From b4ff369f33b570697688a2dedb7cdee71f6c7ad1 Mon Sep 17 00:00:00 2001
From: Stefano Fiorucci <stefanofiorucci@gmail.com>
Date: Wed, 20 Mar 2024 15:52:51 +0100
Subject: [PATCH] Make Document Stores initially skip SparseEmbedding (#606)

---
 .../document_stores/astra/document_store.py   |  9 +++++++
 .../document_stores/chroma/document_store.py  |  8 ++++++
 .../elasticsearch/document_store.py           | 26 ++++++++++++++-----
 .../mongodb_atlas/document_store.py           | 14 +++++++++-
 .../pgvector/document_store.py                | 10 +++++++
 .../pinecone/document_store.py                |  7 +++++
 .../document_stores/qdrant/converters.py      | 14 ++++++++++
 .../weaviate/document_store.py                | 13 ++++++++++
 8 files changed, 94 insertions(+), 7 deletions(-)

diff --git a/integrations/astra/src/haystack_integrations/document_stores/astra/document_store.py b/integrations/astra/src/haystack_integrations/document_stores/astra/document_store.py
index 2f8f0928d..9c0d1ee1d 100644
--- a/integrations/astra/src/haystack_integrations/document_stores/astra/document_store.py
+++ b/integrations/astra/src/haystack_integrations/document_stores/astra/document_store.py
@@ -195,6 +195,15 @@ def _convert_input_document(document: Union[dict, Document]):
                 document_dict["dataframe"] = document_dict.pop("dataframe").to_json()
             if embedding := document_dict.pop("embedding", []):
                 document_dict["$vector"] = embedding
+            if "sparse_embedding" in document_dict:
+                sparse_embedding = document_dict.pop("sparse_embedding", None)
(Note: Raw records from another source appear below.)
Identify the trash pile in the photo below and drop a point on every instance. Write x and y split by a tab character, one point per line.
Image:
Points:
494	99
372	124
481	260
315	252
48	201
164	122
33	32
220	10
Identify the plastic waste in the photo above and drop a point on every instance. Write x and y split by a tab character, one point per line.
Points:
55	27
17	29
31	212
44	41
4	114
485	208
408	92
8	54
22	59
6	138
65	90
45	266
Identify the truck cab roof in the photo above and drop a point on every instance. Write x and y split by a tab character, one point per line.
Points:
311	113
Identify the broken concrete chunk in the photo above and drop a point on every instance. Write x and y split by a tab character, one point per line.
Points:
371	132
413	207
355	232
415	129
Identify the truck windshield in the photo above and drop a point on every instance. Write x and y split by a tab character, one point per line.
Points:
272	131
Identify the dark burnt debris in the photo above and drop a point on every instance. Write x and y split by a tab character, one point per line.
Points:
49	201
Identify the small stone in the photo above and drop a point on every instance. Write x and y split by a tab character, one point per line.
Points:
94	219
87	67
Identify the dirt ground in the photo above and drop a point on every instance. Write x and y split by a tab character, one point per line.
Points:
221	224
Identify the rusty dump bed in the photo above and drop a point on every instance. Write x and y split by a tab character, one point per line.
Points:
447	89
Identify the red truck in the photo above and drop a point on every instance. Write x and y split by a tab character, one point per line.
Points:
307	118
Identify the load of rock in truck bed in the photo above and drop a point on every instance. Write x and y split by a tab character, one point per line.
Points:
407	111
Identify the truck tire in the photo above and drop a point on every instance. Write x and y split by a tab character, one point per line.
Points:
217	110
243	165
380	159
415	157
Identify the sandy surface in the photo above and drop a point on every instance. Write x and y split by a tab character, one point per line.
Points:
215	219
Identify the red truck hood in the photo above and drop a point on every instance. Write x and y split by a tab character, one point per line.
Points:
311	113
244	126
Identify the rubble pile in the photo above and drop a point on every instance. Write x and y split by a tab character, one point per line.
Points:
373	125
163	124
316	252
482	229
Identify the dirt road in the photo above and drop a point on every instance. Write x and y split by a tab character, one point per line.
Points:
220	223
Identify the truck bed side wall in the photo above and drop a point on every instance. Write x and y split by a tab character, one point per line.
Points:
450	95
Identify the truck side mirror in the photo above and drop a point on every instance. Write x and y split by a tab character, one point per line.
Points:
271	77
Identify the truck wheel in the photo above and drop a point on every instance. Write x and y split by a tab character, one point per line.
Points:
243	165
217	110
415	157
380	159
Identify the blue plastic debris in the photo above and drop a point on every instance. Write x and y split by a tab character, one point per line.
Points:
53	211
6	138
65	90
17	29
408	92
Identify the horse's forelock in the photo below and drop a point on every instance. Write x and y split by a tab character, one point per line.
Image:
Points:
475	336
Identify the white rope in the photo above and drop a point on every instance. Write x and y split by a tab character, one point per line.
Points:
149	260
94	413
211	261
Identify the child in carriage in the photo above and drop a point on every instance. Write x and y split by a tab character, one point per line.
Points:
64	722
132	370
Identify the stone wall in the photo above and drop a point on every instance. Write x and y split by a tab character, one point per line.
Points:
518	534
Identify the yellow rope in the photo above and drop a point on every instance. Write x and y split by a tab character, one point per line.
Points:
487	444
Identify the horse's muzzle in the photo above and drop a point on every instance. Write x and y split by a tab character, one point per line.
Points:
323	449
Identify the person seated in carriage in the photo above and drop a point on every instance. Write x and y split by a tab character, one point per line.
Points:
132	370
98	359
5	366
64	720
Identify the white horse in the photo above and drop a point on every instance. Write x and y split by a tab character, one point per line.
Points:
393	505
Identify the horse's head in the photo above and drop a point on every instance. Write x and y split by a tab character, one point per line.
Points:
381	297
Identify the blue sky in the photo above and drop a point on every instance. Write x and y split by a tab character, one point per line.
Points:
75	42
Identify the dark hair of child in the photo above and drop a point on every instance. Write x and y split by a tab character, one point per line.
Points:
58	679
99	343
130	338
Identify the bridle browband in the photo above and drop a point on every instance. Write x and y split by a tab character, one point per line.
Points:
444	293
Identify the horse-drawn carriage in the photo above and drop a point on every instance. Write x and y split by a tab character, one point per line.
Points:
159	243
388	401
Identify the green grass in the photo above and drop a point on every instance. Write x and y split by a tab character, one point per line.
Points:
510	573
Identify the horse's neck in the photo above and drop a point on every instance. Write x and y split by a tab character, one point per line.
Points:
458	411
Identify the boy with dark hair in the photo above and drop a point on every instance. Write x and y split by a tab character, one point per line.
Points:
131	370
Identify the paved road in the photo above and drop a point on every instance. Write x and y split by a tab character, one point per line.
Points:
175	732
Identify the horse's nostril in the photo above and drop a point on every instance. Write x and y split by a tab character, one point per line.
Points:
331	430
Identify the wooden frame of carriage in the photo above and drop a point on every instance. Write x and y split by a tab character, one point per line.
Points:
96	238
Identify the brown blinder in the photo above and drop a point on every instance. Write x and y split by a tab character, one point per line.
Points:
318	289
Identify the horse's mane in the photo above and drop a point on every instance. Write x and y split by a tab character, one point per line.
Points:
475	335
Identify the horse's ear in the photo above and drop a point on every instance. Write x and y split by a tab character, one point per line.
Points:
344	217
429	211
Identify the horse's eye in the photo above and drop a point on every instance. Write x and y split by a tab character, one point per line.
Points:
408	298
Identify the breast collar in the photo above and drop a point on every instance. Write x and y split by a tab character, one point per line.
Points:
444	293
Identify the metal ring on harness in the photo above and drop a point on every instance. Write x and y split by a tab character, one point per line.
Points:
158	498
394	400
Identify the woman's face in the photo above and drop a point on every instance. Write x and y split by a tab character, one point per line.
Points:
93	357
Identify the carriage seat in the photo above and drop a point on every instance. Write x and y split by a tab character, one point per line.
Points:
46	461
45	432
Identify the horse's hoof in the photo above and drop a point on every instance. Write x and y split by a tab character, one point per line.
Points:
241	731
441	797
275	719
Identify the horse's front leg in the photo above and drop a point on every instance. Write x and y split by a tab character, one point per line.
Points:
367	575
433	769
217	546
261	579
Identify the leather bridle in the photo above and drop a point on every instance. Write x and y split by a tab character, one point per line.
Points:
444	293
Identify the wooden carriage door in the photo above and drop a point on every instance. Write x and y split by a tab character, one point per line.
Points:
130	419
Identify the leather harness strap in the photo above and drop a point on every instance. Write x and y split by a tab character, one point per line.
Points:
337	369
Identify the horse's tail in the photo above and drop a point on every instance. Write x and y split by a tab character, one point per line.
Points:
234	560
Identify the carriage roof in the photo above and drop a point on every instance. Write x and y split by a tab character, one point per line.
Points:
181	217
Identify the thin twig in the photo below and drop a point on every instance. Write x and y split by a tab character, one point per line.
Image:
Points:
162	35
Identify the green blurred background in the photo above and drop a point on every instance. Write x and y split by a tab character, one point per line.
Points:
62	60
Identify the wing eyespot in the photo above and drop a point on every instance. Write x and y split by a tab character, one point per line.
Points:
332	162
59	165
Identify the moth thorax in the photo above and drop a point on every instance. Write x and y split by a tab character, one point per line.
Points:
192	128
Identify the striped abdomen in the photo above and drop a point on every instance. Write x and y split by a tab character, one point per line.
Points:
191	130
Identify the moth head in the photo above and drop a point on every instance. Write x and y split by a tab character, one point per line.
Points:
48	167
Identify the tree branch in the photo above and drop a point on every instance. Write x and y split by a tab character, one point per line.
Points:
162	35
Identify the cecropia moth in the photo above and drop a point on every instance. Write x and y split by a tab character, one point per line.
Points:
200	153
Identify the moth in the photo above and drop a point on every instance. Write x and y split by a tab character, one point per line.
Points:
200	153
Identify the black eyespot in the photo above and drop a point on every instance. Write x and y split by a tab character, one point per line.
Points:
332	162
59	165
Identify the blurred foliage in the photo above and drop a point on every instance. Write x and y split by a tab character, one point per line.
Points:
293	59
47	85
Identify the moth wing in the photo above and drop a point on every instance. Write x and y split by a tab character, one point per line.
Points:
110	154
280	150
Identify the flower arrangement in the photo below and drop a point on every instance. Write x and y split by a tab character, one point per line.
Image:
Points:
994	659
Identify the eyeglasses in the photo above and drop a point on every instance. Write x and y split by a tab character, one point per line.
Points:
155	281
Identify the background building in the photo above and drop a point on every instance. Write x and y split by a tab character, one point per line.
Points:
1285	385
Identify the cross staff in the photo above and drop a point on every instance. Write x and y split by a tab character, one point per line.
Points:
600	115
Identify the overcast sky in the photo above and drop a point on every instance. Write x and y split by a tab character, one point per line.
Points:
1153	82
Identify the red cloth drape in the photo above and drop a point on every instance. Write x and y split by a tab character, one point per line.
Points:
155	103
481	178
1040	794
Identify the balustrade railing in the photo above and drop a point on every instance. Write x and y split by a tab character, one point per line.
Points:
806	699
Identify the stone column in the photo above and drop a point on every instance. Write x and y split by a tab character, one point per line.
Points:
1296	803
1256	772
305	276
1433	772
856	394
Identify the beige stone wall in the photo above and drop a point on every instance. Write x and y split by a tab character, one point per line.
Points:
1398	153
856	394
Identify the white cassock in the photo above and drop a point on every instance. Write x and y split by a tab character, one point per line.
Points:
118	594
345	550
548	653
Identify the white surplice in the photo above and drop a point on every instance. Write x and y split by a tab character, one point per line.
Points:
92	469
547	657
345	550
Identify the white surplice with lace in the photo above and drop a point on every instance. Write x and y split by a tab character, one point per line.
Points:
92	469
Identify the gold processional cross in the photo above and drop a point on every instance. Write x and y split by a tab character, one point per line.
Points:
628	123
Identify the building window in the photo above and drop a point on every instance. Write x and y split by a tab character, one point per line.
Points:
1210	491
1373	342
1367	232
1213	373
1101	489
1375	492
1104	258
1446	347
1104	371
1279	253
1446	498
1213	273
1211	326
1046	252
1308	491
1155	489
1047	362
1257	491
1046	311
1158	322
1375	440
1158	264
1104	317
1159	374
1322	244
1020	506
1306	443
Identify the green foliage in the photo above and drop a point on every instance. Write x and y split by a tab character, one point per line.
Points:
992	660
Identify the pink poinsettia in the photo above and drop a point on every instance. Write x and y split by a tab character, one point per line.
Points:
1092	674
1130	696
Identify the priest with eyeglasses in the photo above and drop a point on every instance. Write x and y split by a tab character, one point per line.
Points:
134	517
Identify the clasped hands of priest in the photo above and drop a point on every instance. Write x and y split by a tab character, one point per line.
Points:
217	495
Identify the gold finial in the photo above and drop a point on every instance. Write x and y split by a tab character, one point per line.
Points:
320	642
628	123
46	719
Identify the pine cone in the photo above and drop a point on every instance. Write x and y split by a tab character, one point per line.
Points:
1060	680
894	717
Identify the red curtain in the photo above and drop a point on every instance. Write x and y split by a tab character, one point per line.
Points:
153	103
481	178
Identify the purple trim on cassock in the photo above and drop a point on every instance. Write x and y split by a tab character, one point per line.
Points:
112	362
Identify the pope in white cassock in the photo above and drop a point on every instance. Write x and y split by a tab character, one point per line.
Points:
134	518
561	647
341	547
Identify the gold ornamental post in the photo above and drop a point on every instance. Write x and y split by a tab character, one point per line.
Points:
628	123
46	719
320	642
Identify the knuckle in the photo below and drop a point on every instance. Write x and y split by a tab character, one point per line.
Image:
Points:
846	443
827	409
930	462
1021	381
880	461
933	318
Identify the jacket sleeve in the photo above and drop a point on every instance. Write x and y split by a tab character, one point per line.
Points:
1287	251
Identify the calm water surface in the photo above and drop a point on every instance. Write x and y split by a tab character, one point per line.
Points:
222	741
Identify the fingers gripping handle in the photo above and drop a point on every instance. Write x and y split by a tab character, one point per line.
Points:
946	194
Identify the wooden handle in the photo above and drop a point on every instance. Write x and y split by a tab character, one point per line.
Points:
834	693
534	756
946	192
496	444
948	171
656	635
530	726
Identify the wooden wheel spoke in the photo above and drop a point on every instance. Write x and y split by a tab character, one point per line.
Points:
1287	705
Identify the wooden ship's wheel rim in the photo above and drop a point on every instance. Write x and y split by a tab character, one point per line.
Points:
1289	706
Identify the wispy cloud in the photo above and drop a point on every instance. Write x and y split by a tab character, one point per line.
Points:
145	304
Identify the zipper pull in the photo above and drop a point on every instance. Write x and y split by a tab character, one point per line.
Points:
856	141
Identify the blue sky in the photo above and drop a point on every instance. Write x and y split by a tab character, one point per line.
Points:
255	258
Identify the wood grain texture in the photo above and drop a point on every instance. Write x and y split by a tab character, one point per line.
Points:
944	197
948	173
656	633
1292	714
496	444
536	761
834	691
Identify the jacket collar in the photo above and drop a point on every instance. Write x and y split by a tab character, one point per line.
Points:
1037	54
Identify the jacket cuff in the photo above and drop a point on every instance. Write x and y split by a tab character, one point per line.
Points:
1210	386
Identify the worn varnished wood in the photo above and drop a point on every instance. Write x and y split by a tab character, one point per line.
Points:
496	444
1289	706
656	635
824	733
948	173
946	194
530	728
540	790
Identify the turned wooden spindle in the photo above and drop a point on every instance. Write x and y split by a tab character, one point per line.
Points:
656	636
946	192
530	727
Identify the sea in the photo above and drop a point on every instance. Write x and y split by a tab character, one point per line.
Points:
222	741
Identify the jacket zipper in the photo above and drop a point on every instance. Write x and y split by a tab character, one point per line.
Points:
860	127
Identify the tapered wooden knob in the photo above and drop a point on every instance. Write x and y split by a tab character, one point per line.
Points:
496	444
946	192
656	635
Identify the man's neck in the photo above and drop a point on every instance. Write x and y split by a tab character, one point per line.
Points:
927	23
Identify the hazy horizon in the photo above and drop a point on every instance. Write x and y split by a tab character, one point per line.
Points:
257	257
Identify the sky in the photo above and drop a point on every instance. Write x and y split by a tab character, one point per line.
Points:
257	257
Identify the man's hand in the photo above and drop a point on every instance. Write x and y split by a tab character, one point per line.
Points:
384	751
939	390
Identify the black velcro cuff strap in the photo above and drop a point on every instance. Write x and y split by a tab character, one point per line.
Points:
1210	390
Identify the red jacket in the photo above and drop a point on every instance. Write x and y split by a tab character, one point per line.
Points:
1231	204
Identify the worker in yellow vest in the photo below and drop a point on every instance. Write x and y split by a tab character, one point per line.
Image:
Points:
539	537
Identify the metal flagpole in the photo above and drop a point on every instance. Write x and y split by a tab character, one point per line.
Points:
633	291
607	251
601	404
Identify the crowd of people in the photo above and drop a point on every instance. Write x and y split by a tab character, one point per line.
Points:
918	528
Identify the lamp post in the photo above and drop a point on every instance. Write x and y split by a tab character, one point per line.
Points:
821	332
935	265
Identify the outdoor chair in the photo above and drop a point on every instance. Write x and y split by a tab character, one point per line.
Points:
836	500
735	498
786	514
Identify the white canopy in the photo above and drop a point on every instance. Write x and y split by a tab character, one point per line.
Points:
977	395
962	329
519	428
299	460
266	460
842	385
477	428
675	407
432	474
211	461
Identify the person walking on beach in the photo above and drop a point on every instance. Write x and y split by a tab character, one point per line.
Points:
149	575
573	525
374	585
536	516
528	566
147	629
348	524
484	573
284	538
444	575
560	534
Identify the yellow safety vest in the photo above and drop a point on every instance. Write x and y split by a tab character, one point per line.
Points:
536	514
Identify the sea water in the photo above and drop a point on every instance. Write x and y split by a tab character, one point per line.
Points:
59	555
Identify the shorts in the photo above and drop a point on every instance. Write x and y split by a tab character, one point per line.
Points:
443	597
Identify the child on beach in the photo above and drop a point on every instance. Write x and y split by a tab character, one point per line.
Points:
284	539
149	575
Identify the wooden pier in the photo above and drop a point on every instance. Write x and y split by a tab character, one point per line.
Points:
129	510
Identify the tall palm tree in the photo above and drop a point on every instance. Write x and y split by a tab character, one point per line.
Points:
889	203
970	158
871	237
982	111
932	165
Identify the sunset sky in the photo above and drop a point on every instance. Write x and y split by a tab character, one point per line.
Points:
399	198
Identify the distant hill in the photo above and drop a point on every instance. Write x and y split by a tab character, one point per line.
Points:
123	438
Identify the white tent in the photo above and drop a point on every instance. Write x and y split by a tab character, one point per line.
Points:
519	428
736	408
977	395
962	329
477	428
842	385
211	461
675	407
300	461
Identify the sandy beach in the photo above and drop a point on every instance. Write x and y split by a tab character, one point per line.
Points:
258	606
+                if sparse_embedding:
+                    logger.warning(
+                        "Document %s has the `sparse_embedding` field set,"
+                        "but storing sparse embeddings in Astra is not currently supported."
+                        "The `sparse_embedding` field will be ignored.",
+                        document_dict["_id"],
+                    )
 
             return document_dict
 
diff --git a/integrations/chroma/src/haystack_integrations/document_stores/chroma/document_store.py b/integrations/chroma/src/haystack_integrations/document_stores/chroma/document_store.py
index 0db9f832a..6d795f8ca 100644
--- a/integrations/chroma/src/haystack_integrations/document_stores/chroma/document_store.py
+++ b/integrations/chroma/src/haystack_integrations/document_stores/chroma/document_store.py
@@ -189,6 +189,14 @@ def write_documents(self, documents: List[Document], policy: DuplicatePolicy = D
             if doc.embedding is not None:
                 data["embeddings"] = [doc.embedding]
 
+            if hasattr(doc, "sparse_embedding") and doc.sparse_embedding is not None:
+                logger.warning(
+                    "Document %s has the `sparse_embedding` field set,"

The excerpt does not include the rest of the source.